'Mitificação' de Chávez aumenta desafio eleitoral da oposição
Enquanto o corpo do presidente venezuelano, Hugo Chávez, repousar em um caixão de cristal em seu costumeiro uniforme militar e boina vermelha, uma espécie de ''bandeira branca'' paira sobre um dos ambientes políticos mais polarizados do hemisfério.
Engana-se, entretanto, quem imaginar que a política permanece suspensa na Venezuela enquanto os simpatizantes de Hugo Chávez lamentam a perda do seu líder.
Políticas, tanto quanto humanas, são as filas quilométricas que venezuelanos de todas as partes do país enfrentam por seis, oito, dez horas sob sol a pino pelo privilégio de ver, por meros segundos, o rosto de Chávez ao vivo pela última vez.
E, após o anúncio de que o corpo do bolivariano será embalsamado e permanecerá em exibição por pelo menos mais sete dias, político é também o despontar do ''mito'' Chávez, cujo legado político no curto prazo será dificultar a vida de uma oposição que tentará sua sorte mais uma vez nas eleições que se avizinham.
Os oposicionistas já enfrentavam a questão abstrata de como lutar contra o último pedido aos eleitores feito pelo ''mito'' em vida: o de que o substituíssem pelo atual presidente interino, Nicolás Maduro.
Agora, há a questão mais mundana de como acionar o modo de campanha tendo como principal plataforma a crítica a um morto que nem sequer foi enterrado ainda.
DESEJO
''Há pouco que a oposição possa fazer para mudar isso'', disse à BBC Brasil o sócio da consultoria Datanálisis, o analista político Luis Vicente León. ''O povo está nas ruas aos milhões, não foi uma invenção do chavismo.''
O consultor acredita que foi um erro inicial do governo permitir apenas três dias para acomodar todas as visitações ao caixão de Chávez.
Compara a situação a um livro ''que você publica em tiragem pequena porque acredita que não vai vender muito, e por alguma razão o livro faz sucesso e se esgota rapidamente''.
De todo modo, avalia León, ''agora fica difícil para o governo impedir que a população tenha contato com um líder com a relação popular que Chávez tinha''.
A oposição vinha aguardando o fim das homenagens a Chávez para confirmar a candidatura de Henrique Capriles Radonski, derrotado pelo presidente nas eleições de outubro, na ''revanche'' com o chavismo.
No ínterim, a ''bandeira branca'' virtual da política venezuelana significou que a tradicional mordacidade estampada nas páginas dos jornais e canais de TV simpáticos à oposição desse lugar ao respeito pela dor alheia.

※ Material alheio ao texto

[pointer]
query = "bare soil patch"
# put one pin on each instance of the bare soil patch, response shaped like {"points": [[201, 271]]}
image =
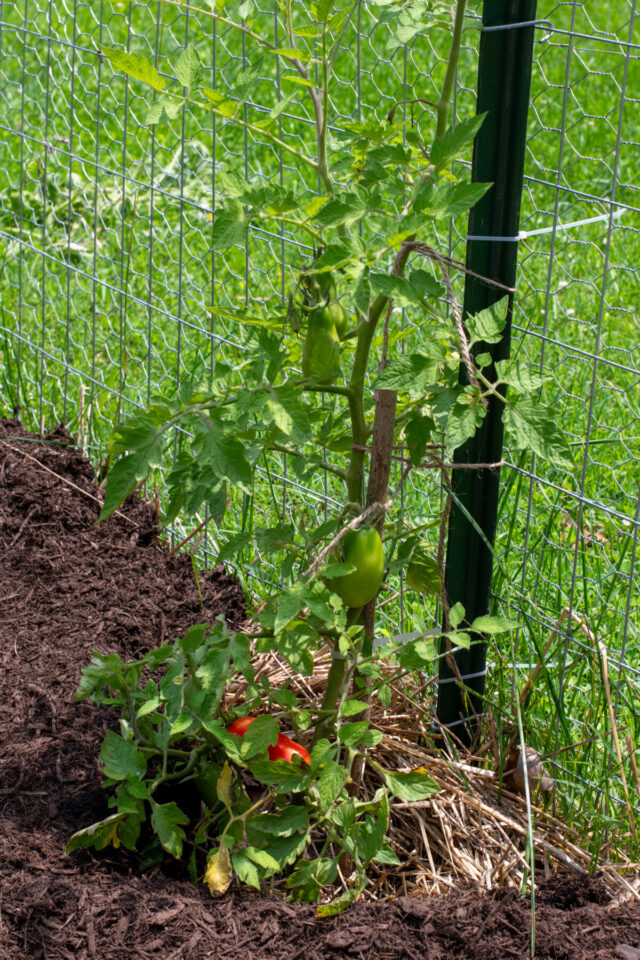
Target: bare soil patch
{"points": [[69, 587]]}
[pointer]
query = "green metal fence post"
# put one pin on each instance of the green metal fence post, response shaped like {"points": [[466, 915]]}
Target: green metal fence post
{"points": [[504, 80]]}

Os dirigentes dos partidos antichavistas têm mantido a discrição, se não pelo mesmo motivo, para evitar declarações em falso que ponham risco seu apoio popular a semanas do pleito eleitoral.
TOM AMENO
Portanto, mesmo considerando que a oposição sai perdendo com a extensão das homenagens a Chávez, muitos analistas creem que a melhor estratégia, para os oposicionistas, seja manter a ''bandeira branca'' hasteada.
Em uma das raras manifestações sobre a mudança na quarta-feira, o presidente editor do diário "El Nacional", de oposição e um dos mais poderosos grupos de comunicação do país, disse esperar que, após o luto por Chávez, a sociedade venezuelana encontre o caminho do "diálogo" e da "paz".
Evitando criticar a decisão de estender as homenagens ao bolivariano, Miguel Enrique Otero preferiu ressaltar que os chamamentos à paz e ao diálogo vieram tanto do governo quanto da oposição.
''Isto quer dizer que no futuro imediato abriu-se a possibilidade de que um primeiro avanço do período pós-chavismo seja a restituição da conversa entre o governo e a sociedade'', argumentou o empresário.